Congress won’t end the wars, so states must
Congress has abandoned our soldiers.
Two years have passed since the release of the Afghanistan Papers, revealing that no one in charge — at any point over the last two decades — has ever held a clear idea as to why our soldiers must die in these aimless, costly wars. Yet Congress, following the lead of the Cheneys and the Clintons, fights to maintain the status quo.
Congress is useless, but the states have proven they are not; in recent years, states have nullified a wide range of unlawful federal policies, from FDA regulations against investigational drugs, to cannabis prohibition, to gun control. There is no reason states cannot also apply Thomas Jefferson’s “rightful remedy” and nullify unconstitutional foreign policy by passing “Defend the Guard” (DTG) legislation. Proposed this year in 31 states, DTG invokes state authority to order home the tens of thousands of National Guardsmen currently deployed in any war that Congress has not formally declared.
Nullification was first proposed in 1798 by Thomas Jefferson and James Madison as a state remedy to overreaches of federal power. When President John Adams signed into law the Sedition Act (authorizing the Adams administration, in violation of the First Amendment, to imprison political dissidents), Jefferson and Madison answered with the Kentucky and Virginia Resolutions, declaring the implied power of the states to nullify unconstitutional federal laws. To this day, the power of states to check federal power holds value for all Americans who wish to live in a free society.
As a member of the Maine Senate, I experienced the power of nullification in action. In 2016, as Senate chairman for the Health and Human Services Committee, I gained bipartisan support in the Maine Legislature for “Right to Try” legislation, nullifying FDA policies restricting terminally ill patients from accessing potentially life-saving drugs. Only after 41 states had enacted Right to Try did Congress (perhaps seeking to maintain its own relevance) take action to pass the law nationwide.
The fight against cannabis prohibition — the most well-known nullification effort — began in the 1990s and continues today. After a half-century of failed efforts to repeal prohibition through Congress, cannabis advocates adopted a nullification strategy. Referendum majorities of California and Maine voted to disregard federal prohibition over medical cannabis.
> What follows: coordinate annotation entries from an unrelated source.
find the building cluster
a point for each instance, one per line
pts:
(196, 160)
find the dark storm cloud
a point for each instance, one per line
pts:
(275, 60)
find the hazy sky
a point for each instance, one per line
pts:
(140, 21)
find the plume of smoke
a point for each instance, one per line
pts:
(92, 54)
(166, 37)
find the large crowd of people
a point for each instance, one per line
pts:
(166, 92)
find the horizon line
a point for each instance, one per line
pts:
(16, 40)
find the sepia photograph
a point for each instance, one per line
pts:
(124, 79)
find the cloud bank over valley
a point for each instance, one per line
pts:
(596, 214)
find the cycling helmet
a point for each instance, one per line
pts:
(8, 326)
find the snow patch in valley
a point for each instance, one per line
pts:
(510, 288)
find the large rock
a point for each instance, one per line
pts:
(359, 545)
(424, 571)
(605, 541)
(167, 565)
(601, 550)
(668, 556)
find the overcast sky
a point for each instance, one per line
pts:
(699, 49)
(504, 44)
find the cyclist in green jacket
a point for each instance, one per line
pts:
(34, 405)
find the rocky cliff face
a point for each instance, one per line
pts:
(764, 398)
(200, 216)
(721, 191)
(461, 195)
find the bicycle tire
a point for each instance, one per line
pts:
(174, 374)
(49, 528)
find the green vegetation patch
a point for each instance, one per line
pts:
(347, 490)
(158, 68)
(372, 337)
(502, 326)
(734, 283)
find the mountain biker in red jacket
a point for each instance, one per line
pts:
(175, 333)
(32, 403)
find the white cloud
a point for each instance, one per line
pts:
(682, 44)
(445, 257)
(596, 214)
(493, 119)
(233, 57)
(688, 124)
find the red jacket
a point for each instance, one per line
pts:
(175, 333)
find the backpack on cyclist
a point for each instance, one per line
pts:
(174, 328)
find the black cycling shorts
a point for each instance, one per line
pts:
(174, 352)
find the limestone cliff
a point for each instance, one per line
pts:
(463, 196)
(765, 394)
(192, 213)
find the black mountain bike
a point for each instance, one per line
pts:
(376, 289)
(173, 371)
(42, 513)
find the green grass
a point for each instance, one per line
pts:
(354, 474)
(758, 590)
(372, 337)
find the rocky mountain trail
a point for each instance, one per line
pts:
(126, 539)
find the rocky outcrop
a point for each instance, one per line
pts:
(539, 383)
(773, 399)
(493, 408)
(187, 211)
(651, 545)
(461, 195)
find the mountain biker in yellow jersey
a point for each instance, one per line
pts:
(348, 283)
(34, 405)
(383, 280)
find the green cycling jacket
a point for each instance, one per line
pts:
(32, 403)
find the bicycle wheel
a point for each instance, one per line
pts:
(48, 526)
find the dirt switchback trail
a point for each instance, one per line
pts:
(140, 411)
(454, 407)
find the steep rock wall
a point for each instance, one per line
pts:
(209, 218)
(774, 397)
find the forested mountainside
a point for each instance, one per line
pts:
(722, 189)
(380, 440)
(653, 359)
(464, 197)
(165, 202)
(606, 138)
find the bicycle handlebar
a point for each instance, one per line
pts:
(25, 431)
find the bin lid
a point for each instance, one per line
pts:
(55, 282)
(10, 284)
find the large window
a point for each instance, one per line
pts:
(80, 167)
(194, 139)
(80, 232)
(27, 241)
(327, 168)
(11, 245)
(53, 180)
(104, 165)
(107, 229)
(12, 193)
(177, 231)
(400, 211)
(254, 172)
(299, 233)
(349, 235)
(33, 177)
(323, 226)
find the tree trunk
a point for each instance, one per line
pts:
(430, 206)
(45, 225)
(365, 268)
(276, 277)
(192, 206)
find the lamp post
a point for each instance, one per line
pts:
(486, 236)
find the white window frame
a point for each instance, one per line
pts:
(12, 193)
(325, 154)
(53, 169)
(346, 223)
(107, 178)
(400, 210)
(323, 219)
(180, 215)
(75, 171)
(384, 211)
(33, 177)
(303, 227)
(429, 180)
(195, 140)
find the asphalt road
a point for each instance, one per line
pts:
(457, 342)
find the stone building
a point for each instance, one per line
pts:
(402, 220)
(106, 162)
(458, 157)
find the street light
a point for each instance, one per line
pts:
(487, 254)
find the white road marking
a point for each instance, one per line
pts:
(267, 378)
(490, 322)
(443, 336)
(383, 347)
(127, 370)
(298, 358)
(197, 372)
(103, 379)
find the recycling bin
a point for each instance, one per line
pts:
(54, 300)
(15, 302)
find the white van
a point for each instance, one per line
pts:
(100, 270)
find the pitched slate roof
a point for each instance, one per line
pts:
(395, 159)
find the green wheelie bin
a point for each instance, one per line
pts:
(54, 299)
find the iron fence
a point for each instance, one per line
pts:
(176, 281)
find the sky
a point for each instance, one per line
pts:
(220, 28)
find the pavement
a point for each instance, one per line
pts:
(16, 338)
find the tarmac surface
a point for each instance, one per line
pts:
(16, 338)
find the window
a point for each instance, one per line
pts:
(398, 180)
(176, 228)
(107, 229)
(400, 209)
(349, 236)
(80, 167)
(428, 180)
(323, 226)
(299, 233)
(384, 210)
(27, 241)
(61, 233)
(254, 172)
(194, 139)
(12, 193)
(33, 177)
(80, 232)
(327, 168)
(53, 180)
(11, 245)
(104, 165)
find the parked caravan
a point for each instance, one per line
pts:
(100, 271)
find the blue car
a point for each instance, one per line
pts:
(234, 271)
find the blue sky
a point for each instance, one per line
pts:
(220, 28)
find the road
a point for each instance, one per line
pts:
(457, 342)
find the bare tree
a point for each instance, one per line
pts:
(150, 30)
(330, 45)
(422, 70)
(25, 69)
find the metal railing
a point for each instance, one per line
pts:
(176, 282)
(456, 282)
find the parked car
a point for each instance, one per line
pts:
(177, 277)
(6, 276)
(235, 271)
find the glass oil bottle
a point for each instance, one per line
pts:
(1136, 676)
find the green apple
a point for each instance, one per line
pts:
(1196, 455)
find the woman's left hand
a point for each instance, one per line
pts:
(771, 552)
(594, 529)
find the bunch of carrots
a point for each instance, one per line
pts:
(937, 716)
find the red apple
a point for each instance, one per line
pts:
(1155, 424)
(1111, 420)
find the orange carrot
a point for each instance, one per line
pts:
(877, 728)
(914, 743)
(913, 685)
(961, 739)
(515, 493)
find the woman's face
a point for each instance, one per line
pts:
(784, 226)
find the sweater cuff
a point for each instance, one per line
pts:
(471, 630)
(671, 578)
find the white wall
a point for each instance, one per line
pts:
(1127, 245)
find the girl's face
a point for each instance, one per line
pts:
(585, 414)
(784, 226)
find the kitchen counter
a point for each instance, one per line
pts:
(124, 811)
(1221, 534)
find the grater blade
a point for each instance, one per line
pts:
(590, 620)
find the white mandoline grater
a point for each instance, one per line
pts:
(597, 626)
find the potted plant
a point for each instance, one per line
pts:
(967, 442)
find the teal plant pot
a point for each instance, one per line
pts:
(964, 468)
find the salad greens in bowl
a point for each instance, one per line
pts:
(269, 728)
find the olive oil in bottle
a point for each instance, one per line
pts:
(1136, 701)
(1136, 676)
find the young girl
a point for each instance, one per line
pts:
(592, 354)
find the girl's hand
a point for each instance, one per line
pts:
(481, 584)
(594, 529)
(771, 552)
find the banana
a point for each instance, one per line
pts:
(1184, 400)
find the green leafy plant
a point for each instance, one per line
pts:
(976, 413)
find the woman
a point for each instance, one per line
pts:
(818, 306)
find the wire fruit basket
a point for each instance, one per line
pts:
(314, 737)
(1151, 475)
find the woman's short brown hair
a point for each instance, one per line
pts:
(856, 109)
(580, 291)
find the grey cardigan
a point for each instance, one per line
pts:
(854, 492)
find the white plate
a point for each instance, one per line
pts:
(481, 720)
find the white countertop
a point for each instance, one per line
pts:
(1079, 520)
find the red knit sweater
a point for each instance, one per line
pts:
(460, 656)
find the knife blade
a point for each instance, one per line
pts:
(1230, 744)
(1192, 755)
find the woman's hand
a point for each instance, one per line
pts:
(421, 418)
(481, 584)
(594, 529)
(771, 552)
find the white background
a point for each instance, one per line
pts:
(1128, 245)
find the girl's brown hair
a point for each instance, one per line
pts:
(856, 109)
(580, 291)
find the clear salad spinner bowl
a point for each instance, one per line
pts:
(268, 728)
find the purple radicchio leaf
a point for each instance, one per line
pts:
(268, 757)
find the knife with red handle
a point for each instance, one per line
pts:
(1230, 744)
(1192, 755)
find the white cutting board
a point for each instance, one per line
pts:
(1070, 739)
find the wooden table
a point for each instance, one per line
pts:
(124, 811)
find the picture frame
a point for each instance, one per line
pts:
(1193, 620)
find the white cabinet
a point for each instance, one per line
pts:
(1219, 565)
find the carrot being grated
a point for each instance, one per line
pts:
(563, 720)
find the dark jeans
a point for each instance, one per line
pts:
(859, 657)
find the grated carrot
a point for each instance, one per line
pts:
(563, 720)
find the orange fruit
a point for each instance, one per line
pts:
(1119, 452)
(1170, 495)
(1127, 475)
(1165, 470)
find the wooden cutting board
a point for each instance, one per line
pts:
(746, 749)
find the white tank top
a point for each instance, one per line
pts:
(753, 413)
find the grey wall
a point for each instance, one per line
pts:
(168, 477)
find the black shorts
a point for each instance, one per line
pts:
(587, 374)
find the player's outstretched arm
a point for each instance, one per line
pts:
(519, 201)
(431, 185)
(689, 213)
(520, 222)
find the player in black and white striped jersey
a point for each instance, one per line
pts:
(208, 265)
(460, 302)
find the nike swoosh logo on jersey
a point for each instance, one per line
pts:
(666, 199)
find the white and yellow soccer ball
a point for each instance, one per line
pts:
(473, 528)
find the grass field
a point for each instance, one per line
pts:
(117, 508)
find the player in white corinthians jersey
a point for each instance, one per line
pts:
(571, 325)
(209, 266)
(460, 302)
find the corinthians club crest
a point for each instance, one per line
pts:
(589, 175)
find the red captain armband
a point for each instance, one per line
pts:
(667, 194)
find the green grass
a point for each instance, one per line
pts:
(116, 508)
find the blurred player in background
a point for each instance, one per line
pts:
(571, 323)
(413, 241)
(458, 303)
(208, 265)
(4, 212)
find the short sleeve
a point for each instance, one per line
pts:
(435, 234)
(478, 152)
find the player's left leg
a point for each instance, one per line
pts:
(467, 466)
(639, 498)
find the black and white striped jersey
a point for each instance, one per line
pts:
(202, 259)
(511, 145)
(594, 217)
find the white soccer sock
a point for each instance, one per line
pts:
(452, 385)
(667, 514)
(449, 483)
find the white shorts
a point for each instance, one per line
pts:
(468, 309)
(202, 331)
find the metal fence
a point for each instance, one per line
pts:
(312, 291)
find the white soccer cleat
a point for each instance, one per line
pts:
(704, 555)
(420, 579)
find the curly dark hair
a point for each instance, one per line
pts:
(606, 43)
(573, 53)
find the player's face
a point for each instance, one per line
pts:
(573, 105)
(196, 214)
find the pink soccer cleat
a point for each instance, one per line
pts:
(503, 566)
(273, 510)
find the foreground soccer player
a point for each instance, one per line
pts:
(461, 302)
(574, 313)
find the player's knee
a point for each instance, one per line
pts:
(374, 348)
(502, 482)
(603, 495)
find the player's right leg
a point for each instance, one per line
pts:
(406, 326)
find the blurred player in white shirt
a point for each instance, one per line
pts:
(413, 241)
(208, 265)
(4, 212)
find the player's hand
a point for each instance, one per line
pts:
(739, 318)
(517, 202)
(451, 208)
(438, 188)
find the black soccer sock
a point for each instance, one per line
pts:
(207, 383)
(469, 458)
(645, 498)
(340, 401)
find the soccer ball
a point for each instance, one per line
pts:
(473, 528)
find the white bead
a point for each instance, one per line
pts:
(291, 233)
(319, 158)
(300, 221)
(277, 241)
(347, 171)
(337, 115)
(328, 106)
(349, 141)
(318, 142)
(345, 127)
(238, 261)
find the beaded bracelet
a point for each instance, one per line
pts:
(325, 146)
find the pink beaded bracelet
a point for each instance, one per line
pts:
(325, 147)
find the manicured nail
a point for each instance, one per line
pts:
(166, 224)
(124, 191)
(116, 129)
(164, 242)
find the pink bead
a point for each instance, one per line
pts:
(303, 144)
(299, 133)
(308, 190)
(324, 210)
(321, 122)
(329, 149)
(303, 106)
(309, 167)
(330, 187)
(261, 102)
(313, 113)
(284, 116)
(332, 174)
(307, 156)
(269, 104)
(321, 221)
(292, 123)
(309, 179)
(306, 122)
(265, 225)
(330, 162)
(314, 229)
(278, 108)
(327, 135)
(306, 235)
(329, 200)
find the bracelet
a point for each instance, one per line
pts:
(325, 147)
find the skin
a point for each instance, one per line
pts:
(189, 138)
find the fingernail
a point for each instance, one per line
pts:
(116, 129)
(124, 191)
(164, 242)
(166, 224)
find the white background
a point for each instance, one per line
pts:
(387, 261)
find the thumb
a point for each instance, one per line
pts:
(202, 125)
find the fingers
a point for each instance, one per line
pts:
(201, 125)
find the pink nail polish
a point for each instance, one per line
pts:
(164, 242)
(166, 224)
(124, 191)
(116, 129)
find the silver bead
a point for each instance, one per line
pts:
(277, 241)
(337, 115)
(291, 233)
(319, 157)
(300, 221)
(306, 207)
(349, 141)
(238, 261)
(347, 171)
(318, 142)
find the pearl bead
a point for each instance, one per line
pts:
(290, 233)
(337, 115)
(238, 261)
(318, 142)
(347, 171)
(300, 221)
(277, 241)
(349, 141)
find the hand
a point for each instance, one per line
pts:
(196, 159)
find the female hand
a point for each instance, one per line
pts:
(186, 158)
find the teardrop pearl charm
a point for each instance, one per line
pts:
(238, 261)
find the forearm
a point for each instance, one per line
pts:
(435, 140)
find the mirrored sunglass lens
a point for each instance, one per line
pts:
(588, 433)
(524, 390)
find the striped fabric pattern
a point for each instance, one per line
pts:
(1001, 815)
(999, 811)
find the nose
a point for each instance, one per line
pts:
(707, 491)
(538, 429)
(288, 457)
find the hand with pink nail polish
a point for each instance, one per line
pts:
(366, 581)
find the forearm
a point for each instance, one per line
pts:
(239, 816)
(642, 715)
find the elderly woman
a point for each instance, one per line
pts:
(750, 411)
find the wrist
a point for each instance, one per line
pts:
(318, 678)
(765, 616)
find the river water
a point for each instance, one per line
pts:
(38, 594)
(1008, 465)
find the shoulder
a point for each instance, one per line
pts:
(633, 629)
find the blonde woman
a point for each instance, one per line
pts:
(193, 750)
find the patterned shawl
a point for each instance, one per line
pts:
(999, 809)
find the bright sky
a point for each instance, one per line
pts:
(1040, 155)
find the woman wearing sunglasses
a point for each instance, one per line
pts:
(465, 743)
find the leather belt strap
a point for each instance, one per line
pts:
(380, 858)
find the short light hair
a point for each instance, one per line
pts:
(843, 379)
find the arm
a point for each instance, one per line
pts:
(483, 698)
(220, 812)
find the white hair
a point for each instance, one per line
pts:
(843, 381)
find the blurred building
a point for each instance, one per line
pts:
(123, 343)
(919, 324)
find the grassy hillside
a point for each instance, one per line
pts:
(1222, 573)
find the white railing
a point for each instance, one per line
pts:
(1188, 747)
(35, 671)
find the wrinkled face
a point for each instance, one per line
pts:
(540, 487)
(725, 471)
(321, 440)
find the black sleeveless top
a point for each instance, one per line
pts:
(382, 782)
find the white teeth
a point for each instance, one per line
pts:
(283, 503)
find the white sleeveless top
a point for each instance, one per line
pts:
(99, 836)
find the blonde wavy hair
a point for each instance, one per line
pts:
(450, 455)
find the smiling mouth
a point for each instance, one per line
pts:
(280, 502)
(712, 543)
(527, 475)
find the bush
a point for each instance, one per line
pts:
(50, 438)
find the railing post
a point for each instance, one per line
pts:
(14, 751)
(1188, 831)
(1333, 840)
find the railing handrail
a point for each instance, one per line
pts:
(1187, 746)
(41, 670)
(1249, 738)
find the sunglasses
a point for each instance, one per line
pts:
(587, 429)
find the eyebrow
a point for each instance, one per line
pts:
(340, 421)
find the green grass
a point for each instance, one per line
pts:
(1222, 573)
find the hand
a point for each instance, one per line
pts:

Federal politicians fumed, but twenty years later, 44 states have nullified prohibition for medical and/or adult use.
Nullification is also increasingly popular with Second Amendment advocates. In the last decade, states like Kansas and Missouri have passed the “Second Amendment Preservation Act,” nullifying federal gun control over firearms made, sold, and used within state borders. This year alone, more than a dozen additional states have considered proposals to nullify federal gun control, including Florida and Ohio.
If nullification can work for cannabis, guns, and life-saving drugs, why not war?
Twenty years in, Hillary Clinton and Condoleezza Rice say the bloodshed must continue, but few outside Washington see any point throwing more lives and treasure into the longest wars in American history. According to a 2021 national online survey from YouGov, a majority of Americans — and two-thirds of veterans — support an immediate withdrawal from Iraq and Afghanistan. The American Legion, the largest veterans advocacy organization in the country, has called for ending the “forever wars.” Congress, however, simultaneously beholden to war profiteers and afraid of their constituents, will neither end the wars nor vote to declare them.
This is why groups like Concerned Veterans for America are giving up on Congress and pursuing DTG legislation. The Pentagon is clearly threatened, and has assigned a two-star general to lobby against these proposals.
Constitutionally, these veterans are on solid ground. The president is only authorized to deploy the National Guard into combat abroad to “enforce the laws of the union,” but without a congressional declaration of war, there is no law of the union to enforce.
We have let Congress shirk its responsibility to our soldiers for too long. It’s time to nullify unconstitutional war.
Eric Brakey is the senior spokesperson at Young Americans for Liberty (YAL). He served in the Maine Senate from 2015 to 2018, presiding as senate chairman for the Health and Human Services Committee.